Grid size limits in Nvidia CUDA with 2D grid?

Asked by trubshaw

Hello everyone. Perhaps my question will seem obvious to many at first glance, but I would still urge you not to consider it stupid until you read it to the end.

So, what is the essence of the question. As is known from the CUDA documentation, the grid size of the kernel to be started has limitations, which depend on the specific device. In most modern video cards, the limit is 65535x65535x1. On my g210m and 8800gt video cards, this is exactly how I checked. But in this place I met a rather strange thing - in my program, for some unknown reason, it is impossible to start the kernel, which would have a dimension (along the threads) more than 5808x5808 (this number may be less depending on the block size, I wrote a strict maximum ) or more than 264x264 (if measured in blocks) - and the last number is the same. As soon as the number of launched blocks exceeds 265x265, the kernel starts, works, but always returns zero as a result.
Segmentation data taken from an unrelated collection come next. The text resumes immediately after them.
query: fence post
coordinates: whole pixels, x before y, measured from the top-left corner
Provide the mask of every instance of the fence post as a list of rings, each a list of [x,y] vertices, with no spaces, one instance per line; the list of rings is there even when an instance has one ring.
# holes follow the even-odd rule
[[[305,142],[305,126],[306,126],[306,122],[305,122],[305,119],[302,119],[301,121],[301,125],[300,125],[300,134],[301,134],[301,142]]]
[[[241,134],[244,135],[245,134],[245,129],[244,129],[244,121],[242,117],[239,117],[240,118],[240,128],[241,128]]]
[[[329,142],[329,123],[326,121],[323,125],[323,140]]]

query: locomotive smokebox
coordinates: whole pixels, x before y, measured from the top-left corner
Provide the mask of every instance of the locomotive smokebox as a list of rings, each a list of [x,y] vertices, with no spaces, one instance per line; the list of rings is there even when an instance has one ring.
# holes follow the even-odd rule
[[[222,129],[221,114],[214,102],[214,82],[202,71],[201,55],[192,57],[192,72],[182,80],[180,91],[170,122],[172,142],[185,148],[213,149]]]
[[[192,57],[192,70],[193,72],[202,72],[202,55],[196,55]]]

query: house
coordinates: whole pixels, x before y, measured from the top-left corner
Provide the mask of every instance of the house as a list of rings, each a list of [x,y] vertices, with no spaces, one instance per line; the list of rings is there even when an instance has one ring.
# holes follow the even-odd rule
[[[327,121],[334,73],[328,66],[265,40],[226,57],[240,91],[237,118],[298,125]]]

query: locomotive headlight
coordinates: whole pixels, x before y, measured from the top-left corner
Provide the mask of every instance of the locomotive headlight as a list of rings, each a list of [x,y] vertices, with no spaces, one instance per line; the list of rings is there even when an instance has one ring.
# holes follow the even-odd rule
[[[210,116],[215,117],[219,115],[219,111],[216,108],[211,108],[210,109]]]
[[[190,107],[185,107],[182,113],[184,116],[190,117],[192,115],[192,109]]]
Debugger from Nvidia Nsight is silent, no errors are thrown, the profiler shows the results of the work in which the kernel is launched. The restriction pops up on all video cards on which I ran the program - a total of 8 different models (8400m g, 8800gt, 9600gso, 8500gt, 9600gt, ION, g210m, gf9300)

So all this makes me think that there are restrictions not only on the dimension of the grid, but also on the total number of threads in the grid (because there is a limit on the number of threads in the block - why not be there). Only here neither the official documentation, nor the textbook of Boreskov / Kharlmov, nor the best practices guide say anything about this bill - they just say that there are limitations already voiced at the very beginning of the question.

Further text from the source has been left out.